日本の仏教、禅宗系の教えにおいて、いわゆる悟りの経験というものは、ハッキリした一つのステップであり、それを得ることは大変難しい。
そしてそれを得るということは、それなりの教えの裏付けもはっきりしている。
プロテスタントにとっての聖霊の体験というのもそうなのだろう。プロテスタントは聖伝というものを否定した。それゆえ、直接的に「これで主の恩寵が得られた」という一つの達成ポイントを設定する必要があったのだろう。それもまた教学的な裏付けははっきりあるのである。
しかし、世の中は違う宗教も存在する。悟りのために仏教で教える教学というのは、一応の筋がある。禅は不立文字だとはいうものの、アートマンとブラフマンがあります、みたいなことは言わない。まして、カーリー女神を崇拝しましょう、みたいなことは言わないだろう。

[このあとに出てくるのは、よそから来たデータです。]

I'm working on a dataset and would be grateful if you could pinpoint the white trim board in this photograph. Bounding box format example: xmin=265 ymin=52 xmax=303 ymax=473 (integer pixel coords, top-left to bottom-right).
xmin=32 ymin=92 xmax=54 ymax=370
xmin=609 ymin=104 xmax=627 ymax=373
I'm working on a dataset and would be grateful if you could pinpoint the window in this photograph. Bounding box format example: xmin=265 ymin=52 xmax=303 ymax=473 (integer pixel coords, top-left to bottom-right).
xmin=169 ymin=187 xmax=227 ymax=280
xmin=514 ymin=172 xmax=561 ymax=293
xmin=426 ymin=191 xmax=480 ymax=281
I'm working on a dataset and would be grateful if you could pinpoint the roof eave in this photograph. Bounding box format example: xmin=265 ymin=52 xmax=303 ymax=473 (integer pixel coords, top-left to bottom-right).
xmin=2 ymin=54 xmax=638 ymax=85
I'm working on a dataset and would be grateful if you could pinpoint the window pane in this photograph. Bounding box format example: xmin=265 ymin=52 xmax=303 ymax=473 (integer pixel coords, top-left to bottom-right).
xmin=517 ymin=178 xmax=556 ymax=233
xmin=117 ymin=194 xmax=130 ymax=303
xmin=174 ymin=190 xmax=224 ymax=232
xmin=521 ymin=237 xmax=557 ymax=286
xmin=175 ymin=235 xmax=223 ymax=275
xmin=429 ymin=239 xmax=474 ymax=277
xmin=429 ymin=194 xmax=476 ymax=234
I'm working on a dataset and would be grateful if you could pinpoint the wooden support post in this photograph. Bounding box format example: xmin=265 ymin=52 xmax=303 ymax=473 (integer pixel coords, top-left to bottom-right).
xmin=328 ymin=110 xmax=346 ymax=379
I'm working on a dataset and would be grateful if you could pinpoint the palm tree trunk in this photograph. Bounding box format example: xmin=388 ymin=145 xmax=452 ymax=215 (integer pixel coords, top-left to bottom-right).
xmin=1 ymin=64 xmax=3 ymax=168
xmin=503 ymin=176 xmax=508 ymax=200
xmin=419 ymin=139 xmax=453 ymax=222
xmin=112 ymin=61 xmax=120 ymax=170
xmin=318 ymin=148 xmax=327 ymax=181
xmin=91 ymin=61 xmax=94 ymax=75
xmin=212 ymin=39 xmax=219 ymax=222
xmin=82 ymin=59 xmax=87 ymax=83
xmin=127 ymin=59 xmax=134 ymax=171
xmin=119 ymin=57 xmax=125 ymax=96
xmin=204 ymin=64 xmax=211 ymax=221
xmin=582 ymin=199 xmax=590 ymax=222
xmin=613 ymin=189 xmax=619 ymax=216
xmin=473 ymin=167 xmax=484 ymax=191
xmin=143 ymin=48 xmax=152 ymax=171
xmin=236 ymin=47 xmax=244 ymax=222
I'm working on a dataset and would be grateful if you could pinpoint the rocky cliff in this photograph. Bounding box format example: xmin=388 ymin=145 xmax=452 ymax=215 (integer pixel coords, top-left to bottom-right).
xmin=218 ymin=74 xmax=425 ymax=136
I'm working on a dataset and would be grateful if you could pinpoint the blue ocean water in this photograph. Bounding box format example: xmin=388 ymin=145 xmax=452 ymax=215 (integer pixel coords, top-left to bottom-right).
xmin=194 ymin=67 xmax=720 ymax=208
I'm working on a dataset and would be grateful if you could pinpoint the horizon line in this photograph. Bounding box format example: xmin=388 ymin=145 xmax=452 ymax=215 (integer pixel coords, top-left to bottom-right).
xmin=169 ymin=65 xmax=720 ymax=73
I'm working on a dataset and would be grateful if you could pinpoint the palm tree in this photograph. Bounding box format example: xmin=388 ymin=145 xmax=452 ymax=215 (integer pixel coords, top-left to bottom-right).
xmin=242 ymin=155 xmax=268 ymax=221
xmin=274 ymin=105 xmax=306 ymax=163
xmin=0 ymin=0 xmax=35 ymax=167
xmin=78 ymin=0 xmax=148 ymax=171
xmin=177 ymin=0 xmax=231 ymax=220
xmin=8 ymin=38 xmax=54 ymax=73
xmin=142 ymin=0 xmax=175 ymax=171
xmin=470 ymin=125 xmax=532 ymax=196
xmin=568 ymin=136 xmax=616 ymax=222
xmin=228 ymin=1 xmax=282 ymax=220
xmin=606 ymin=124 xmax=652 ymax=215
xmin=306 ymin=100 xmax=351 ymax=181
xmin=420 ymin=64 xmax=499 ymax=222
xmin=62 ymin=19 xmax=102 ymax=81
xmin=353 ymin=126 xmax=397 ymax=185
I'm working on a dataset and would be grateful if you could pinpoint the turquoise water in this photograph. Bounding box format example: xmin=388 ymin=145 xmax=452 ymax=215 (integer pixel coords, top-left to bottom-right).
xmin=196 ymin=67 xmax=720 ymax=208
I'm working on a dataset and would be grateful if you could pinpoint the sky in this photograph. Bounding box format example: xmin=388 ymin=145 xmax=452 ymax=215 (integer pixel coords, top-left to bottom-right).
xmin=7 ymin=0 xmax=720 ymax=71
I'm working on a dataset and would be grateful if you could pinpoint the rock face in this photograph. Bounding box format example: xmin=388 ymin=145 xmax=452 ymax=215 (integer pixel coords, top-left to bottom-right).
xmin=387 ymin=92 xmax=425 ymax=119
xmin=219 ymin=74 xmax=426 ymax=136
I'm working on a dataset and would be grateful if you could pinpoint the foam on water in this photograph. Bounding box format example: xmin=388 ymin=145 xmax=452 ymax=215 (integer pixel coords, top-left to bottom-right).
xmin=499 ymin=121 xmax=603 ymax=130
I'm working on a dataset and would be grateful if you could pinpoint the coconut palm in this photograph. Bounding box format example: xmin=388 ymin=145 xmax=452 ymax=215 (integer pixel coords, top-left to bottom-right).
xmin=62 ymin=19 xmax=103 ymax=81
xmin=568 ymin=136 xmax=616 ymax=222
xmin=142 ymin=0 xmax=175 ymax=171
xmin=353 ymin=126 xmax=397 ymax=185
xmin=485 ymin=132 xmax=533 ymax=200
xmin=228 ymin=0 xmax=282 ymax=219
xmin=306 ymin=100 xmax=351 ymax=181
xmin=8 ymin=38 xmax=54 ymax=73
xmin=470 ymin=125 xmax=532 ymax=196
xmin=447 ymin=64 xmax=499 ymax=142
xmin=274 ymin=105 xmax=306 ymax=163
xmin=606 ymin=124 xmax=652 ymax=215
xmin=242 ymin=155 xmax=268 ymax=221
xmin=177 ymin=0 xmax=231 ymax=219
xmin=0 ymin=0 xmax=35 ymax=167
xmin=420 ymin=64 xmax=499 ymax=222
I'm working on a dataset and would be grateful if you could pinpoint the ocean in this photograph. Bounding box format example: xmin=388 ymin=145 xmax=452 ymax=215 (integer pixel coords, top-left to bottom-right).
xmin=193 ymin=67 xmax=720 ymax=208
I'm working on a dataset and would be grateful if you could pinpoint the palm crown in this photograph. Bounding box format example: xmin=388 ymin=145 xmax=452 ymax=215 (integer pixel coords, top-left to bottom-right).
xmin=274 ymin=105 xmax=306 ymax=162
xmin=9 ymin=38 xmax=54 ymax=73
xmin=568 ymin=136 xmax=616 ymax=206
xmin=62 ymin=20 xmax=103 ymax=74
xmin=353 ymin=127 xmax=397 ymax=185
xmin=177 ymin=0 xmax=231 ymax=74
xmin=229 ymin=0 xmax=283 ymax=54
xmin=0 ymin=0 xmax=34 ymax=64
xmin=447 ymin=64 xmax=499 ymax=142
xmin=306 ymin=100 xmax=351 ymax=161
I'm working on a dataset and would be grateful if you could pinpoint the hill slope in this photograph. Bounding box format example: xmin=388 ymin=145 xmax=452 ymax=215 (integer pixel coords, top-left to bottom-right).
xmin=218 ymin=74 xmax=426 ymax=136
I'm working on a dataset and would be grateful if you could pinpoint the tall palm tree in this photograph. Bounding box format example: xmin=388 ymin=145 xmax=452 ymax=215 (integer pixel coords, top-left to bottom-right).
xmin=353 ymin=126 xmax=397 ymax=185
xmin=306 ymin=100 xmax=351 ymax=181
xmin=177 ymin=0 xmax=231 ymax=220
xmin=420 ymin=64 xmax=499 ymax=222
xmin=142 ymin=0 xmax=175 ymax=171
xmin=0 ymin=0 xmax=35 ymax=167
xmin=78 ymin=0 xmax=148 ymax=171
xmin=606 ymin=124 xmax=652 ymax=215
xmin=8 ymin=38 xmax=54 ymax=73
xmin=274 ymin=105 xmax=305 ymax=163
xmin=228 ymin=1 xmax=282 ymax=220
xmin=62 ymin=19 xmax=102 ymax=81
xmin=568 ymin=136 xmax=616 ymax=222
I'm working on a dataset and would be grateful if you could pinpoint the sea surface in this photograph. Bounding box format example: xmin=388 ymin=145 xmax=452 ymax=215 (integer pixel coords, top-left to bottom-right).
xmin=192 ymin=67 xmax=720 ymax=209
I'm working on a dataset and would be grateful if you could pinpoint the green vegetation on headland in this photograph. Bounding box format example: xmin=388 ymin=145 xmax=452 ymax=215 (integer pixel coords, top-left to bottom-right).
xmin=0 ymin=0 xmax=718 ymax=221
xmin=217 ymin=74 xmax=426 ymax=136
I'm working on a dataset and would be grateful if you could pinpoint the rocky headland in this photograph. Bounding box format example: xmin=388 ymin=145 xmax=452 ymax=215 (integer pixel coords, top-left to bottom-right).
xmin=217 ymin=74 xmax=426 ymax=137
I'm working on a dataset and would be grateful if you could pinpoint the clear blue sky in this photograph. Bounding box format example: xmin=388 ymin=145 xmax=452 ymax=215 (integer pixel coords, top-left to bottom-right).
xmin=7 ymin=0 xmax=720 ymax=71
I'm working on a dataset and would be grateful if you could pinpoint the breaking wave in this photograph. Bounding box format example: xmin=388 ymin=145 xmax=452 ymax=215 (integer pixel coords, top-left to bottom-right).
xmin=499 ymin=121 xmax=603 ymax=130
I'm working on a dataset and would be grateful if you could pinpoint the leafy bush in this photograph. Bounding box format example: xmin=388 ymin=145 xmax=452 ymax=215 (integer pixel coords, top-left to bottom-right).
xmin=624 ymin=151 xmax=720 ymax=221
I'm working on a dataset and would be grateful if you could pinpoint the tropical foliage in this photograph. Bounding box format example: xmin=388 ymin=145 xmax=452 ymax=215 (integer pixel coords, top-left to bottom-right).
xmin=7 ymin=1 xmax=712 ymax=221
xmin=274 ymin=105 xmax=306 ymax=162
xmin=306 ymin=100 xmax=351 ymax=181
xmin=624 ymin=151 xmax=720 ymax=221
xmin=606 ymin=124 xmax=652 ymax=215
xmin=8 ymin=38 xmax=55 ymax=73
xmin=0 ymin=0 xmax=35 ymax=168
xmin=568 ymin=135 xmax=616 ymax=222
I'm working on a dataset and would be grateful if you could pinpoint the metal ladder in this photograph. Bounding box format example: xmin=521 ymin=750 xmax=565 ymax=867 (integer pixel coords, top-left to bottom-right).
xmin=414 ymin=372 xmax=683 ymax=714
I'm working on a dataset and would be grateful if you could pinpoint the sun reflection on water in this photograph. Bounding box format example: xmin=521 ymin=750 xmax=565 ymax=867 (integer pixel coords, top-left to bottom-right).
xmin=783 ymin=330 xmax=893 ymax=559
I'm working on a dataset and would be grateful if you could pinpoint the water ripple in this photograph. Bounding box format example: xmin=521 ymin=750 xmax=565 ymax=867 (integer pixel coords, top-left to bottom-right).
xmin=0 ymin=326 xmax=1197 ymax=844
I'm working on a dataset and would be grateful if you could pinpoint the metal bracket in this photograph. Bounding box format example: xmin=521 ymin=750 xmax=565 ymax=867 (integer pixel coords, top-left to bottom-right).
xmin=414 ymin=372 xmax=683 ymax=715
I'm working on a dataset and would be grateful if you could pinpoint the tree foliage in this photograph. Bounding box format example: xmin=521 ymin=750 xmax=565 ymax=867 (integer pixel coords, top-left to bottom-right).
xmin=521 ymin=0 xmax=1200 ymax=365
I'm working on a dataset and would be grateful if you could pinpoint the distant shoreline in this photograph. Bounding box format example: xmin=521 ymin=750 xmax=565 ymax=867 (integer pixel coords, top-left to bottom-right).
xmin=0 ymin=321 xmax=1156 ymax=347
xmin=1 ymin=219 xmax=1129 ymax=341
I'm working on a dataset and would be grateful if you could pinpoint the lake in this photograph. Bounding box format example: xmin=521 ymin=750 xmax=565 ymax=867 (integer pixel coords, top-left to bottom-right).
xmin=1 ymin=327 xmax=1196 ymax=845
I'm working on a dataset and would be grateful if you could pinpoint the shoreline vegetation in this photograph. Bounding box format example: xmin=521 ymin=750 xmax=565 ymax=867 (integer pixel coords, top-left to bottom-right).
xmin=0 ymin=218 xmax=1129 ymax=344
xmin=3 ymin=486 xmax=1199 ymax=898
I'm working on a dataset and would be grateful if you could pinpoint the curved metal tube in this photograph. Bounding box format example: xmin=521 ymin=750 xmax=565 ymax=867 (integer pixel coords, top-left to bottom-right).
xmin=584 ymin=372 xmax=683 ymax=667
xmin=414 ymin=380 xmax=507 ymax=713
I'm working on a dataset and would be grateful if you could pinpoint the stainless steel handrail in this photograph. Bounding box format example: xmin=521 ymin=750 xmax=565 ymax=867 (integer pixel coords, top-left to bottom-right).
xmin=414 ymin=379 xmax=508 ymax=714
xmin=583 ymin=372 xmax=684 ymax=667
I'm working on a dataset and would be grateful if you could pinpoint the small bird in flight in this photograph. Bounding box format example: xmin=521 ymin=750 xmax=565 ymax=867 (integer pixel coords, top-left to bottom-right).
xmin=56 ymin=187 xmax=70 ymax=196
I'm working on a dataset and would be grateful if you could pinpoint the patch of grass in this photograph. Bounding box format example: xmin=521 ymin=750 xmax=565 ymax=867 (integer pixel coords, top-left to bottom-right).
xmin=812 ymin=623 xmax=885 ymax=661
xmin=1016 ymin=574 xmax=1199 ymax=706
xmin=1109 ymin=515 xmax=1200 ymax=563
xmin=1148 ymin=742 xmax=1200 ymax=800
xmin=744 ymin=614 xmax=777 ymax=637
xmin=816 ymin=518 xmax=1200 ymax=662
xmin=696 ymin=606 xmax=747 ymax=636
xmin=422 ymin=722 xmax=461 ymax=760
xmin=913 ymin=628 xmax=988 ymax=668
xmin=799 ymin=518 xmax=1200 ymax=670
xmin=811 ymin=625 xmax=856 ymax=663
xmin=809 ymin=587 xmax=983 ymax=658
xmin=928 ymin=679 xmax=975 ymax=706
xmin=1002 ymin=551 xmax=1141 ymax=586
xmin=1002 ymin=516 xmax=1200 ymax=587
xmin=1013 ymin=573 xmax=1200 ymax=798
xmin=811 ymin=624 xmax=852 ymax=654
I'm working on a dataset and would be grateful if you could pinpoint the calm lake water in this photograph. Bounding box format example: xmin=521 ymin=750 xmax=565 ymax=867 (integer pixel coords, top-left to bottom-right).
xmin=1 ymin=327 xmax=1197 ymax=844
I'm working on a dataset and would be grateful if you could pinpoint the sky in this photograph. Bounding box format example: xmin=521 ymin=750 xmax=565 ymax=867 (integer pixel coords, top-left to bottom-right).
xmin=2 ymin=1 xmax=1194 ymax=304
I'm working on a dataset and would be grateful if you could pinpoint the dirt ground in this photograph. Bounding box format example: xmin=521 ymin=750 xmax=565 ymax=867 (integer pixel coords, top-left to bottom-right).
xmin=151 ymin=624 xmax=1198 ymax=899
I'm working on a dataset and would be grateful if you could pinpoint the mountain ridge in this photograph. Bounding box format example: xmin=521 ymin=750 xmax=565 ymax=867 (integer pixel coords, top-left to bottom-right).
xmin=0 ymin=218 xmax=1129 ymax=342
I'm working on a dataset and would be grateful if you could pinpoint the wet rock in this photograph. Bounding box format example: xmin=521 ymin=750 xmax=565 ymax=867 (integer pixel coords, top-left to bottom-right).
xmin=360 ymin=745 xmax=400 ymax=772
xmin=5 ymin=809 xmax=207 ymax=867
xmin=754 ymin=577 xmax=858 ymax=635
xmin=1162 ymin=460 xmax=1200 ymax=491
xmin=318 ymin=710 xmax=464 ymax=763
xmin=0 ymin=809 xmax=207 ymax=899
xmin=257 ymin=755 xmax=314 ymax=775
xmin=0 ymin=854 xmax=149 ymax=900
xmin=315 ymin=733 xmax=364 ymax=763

では、カーリー女神を拝んでさまざまな奇蹟を行ったラーマクリシュナやヴィヴェーカーナンダのような人のことは禅僧は説明できるのか?
なるほどそれなりの達成をした、しかし、そういう達成があった宗教にイスラムは攻め込んできて、何億人もの信者を得ている。するとイスラムの教えは「全然ダメだ」と切り捨てていいものだろうか。
自分はイスラムのことは知らないけれども、キリスト教のことでは同じようなことがあった。自分は日本人で、東洋の考えを持っていて、彼らに接した。彼らには別の前提があり、東洋の理解は持っていないが、彼らには彼らの証がある。そして、それもそれで正しい。皆正しく理解しているのか、すべてにおいて正しく理解しているのかというと、それは突っ込みどころもあるだろう。しかし、とにかく全体としては正しい。伝えたいものがあるのだ。
本当は仏教のことを学んだ人が、「キリスト教のこれは実はこのことを言っているのだ」といい、キリスト教を学んだ人が「仏教のこの教えはキリスト教ではこのことなのだ」と言えなければならない、と思う。もちろん、仏教は先尼外道はダメだと言い、キリスト教徒はキリスト以外の他の神様を肯定してはいけないだろう。まず先尼外道を否定して悟りを開くべし。しかし、そこまで来てから、「お前ん所の話は何も聞くつもりはないから、一からこちらのことを聞け」みたいな態度では、結局大して何もわかっていないのだろうと思う。